Gara-gara perkataan Finn, mereka semua tak berhenti membicarakan soal kami, juga Vanya dan Johnny. Aku hanya bisa diam dan melihat seisi kamar Finn yang terlihat keren. Anak ini memang memiliki selera yang keren.

 Satu jam kemudian, kami pamit pulang. Masing-masing orang harus segera pulang. Ya, masing-masing, kecuali aku. Noah akan pergi menemani Chloe, Millie dan Sadie ada rapat klub, Jaeden dan Wyatt harus istirahat di rumah karena flu mereka, Sateen ada acara keluarga, Caleb dan Gaten harus mengerjakan tugas klub mereka, dan Aidan akan menemani orangtuanya membeli perabotan rumah baru. Sedangkan aku? Tidak ada urusan. Sok sibuk sih iya.

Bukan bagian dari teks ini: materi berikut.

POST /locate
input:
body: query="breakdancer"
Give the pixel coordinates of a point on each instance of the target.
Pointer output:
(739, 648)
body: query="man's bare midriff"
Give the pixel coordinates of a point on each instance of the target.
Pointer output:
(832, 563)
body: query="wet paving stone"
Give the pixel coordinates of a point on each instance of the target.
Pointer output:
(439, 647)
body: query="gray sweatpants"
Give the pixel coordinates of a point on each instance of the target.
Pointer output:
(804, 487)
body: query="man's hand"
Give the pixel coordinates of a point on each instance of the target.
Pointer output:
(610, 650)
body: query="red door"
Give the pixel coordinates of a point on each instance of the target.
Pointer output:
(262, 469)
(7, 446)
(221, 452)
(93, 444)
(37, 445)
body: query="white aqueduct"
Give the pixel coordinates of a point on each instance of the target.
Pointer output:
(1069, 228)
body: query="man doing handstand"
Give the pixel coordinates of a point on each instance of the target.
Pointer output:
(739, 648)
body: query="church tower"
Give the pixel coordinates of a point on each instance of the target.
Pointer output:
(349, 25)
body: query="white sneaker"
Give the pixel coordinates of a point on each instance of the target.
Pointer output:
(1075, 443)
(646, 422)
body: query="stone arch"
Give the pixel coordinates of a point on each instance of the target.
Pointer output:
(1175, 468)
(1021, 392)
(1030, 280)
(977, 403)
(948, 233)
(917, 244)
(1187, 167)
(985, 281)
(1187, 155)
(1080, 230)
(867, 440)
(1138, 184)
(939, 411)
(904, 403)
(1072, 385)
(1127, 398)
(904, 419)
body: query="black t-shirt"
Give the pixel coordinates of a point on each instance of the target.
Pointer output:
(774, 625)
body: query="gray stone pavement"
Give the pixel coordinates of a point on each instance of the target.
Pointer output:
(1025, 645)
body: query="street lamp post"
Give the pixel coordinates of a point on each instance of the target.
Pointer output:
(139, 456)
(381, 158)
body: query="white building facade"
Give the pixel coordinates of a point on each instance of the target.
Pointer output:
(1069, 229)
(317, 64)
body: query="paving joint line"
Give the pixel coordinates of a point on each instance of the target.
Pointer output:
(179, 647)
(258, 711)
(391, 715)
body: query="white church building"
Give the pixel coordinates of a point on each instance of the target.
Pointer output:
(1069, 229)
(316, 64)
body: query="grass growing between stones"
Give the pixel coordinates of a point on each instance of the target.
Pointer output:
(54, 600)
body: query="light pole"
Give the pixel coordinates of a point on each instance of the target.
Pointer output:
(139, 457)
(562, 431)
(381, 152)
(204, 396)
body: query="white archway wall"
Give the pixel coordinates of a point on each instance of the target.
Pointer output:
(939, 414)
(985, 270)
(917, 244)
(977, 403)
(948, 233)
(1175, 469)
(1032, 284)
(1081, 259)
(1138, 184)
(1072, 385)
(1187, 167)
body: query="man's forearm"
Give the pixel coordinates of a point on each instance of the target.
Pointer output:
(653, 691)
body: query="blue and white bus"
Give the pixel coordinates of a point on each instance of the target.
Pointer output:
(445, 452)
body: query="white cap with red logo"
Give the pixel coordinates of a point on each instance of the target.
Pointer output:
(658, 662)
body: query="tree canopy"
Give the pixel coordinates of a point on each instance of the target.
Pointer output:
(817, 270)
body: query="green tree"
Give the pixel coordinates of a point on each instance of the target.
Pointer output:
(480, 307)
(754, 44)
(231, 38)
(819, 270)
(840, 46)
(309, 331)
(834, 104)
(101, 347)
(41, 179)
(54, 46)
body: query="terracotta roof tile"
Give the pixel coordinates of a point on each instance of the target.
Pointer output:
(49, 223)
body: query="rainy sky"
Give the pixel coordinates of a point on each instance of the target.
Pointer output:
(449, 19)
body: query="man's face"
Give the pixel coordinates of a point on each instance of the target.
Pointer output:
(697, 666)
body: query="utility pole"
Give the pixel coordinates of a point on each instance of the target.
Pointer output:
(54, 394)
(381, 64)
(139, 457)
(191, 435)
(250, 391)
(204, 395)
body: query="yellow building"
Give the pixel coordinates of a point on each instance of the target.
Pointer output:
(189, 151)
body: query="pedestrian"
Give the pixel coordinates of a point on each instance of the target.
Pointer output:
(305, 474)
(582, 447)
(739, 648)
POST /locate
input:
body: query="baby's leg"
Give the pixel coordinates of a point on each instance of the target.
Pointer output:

 "Kami pulang ya, Finn. Cepat sembuh, nanti temen main kami gak ada," kata Noah. Finn nyengir. "Iya, iya. Makasih ya semuanya."

 "Sama-sama, Finn," ucap mereka. "Sampai jumpa di sekolah ya."

 "Iya, dadahh."

 Mereka pun keluar dari kamar Finn. Aku masih tinggal di dalam kamarnya, berdiri dan tenggelam dalam pikiranku.

 "Abby, lo gak ikut pulang?" tanya Aidan. Aku mendongak, lalu menggeleng. "Enggak. Gue di sini dulu. Kalian duluan aja."

 "Yakin?" tanya Aidan. Aku mengangguk. Aidan memandangku sejenak, kemudian tersenyum. "Yaudah. Dadah, Abby. Hati-hati nanti."

 "Dadah, Aidan. Hati-hati juga," balasku seraya menunjukkan senyumku. Aidan pun menyusul Noah, Millie, Sadie, Jaeden dan yang lainnya.

Setelah semuanya pulang, suasana kamar pun menjadi lengang. Hanya ada aku dengan Finn di dalam kamar. Aku menggigit bibir bawahku dengan banyak pikiran. Finn yang sedang menyeruput minumannya, memandangku dengan heran.

"Lo kenapa gak pulang?" tanya Finn. Aku menoleh, tanpa menjawab. Aku tak tahu ingin menjawab apa. Itu sebabnya, aku duduk di kursi yang terletak di sebelah kasur Finn.

"Ada yang bisa gue bantu?" tanyaku. Tiba-tiba saja, Finn tersedak minumannya. Dia terbatuk-batuk. Aku membelalak kaget.

"Kenapa lo tanya gitu?" tanya Finn, terbatuk lagi. Dia menatapku dengan aneh, seperti aku adalah orang asing yang tiba-tiba menanyakan "ada yang bisa saya bantu?".

"Yah gapapa." Aku mengangkat bahu.

"Jawab coba. Kenapa lo tinggal di sini? Kenapa lo gak ikut pulang sama yang lain?"

"Karena gue mau tanggung jawab!" Akhirnya aku mengutarakan pikiranku sedari tadi. Finn sakit karena kehujanan tadi malam. Jika dia pulang lebih cepat, pasti sakitnya tak akan terlalu parah dan dia bisa hadir ke sekolah.

"Tanggung jawab?" Finn mengerutkan dahi. "Lo mikir apa sih? Kenapa harus tanggung jawab?"

"Gara-gara gue gak bawa lo pulang lebih cepat, lo jadi sakit parah begini sampai gak hadir di sekolah," kataku. "Ya berarti ini salah gue."

"Ngapain lo tanggung jawab. Kan ini salah gue karena gak mau pulang pas hujan," kata Finn, cengengesan. "Lo boleh pulang kok tadi sama mereka."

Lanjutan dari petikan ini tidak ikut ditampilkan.